O conceito de Baixada Fluminense é uma expressão polissêmica que depende do interesse dos pesquisadores, da escala de observação, da atuação das instituições ou grupos políticos. A expressão pode assumir configurações geográficas, econômicas, políticas e culturais diferenciadas. Segundo o dicionário Aurélio, baixada significa “planície entre montanhas”, já fluminense origina-se do latim (flumen, que significa “rio”); esta denominação se aproxima da de “iguassu” que na língua tupi significa “muita água”. Esta designação já era utilizada pelos nativos da região antes da chegada dos europeus e, provavelmente, pelo Rio Iguaçu contar, em seu entorno, com muitas áreas alagadiças. Aproximando-se destas concepções, a Baixada Fluminense seria uma região de terras baixas, planas, recortadas por rios e, em boa parte, alagadiças, que estaria compreendida entre as cidades de Campos, no extremo norte do Estado do Rio de Janeiro, e Itaguaí. Esta interpretação está ligada às análises históricas que tratam da realidade regional até o século XIX, e aproxima-se de um conceito muito utilizado pelos geógrafos, o de Recôncavo Guanabarino: área de terras baixas entre a Serra do Mar e a Baía de Guanabara, estendendo-se de São Gonçalo a Nova Iguaçu.
Atualmente, a denominação Baixada Fluminense designa uma série de municípios que, de acordo com o objetivo das pesquisas, pode relacioná-la a uma área mais próxima ao entorno da Baía de Guanabara ou ainda, a uma extensão que abranja municípios mais distantes.
Após a expulsão dos franceses no século XVI, as áreas do Recôncavo da Guanabara desenvolveram-se através da doação de sesmarias, lotes extensos de terras concedidos pela Coroa portuguesa àqueles que deveriam ocupar esta parte da colônia e iniciar o processo de produção que atendesse às demandas da metrópole. Através dos rios que cortavam a região do Recôncavo da Guanabara – Meriti, Sarapuí, Iguaçu, Inhomirim, Magé , Suruí, entre outros –, a ocupação portuguesa foi se implementando e dezenas de engenhos de açúcar, capelas e povoados foram surgindo.

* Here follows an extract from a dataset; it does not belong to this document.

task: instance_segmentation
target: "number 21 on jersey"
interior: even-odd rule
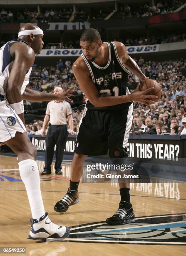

A região sempre teve uma posição estratégia e uma relação estreita e significativa com a cidade do Rio de Janeiro, sendo área de produção de alimentos para a cidade, assim como, também, área de passagem do ouro que vinha das Minas Gerais no século XVIII, em direção ao porto carioca. Com a necessidade do escoamento do ouro e o abastecimento da província mineira, a Baixada da Guanabara passou a ter importância estratégica, pois se transformou em área obrigatória de passagem, por conta de seus rios, bem como pelas estradas que foram abertas através das serras para que o trânsito de mercadorias se desenvolvesse melhor. O “Caminho Novo” ou “do Pilar”, aberto devido às necessidades oriundas da mineração, entre elas a necessidade de um caminho rápido, econômico e seguro, que ligasse o Rio de Janeiro à região mineira, intensificou as relações daquela cidade com os portos da Estrela, Pilar e Iguaçu, promovendo a interação através da navegação no interior da baía. Durante o século XVIII, eram três os caminhos oficialmente reconhecidos entre o Rio de Janeiro, através da Baixada da Guanabara, e a região das Gerais. Entre 1699 e 1704, foi aberto o Caminho Novo do Pilar; no ano de 1724, o Caminho Novo de Inhomirim; e, em 1728; o Caminho Novo do Tinguá. Todos esses caminhos, depois de subir a serra do Mar, se encontravam em Stº. Antônio da Encruzilhada, pouco antes de atingir a margem direita do rio Paraíba. A designação “novo” era aplicada a qualquer estrada que viesse a ser aberta, assim existiam vários “caminhos novos” ao mesmo tempo.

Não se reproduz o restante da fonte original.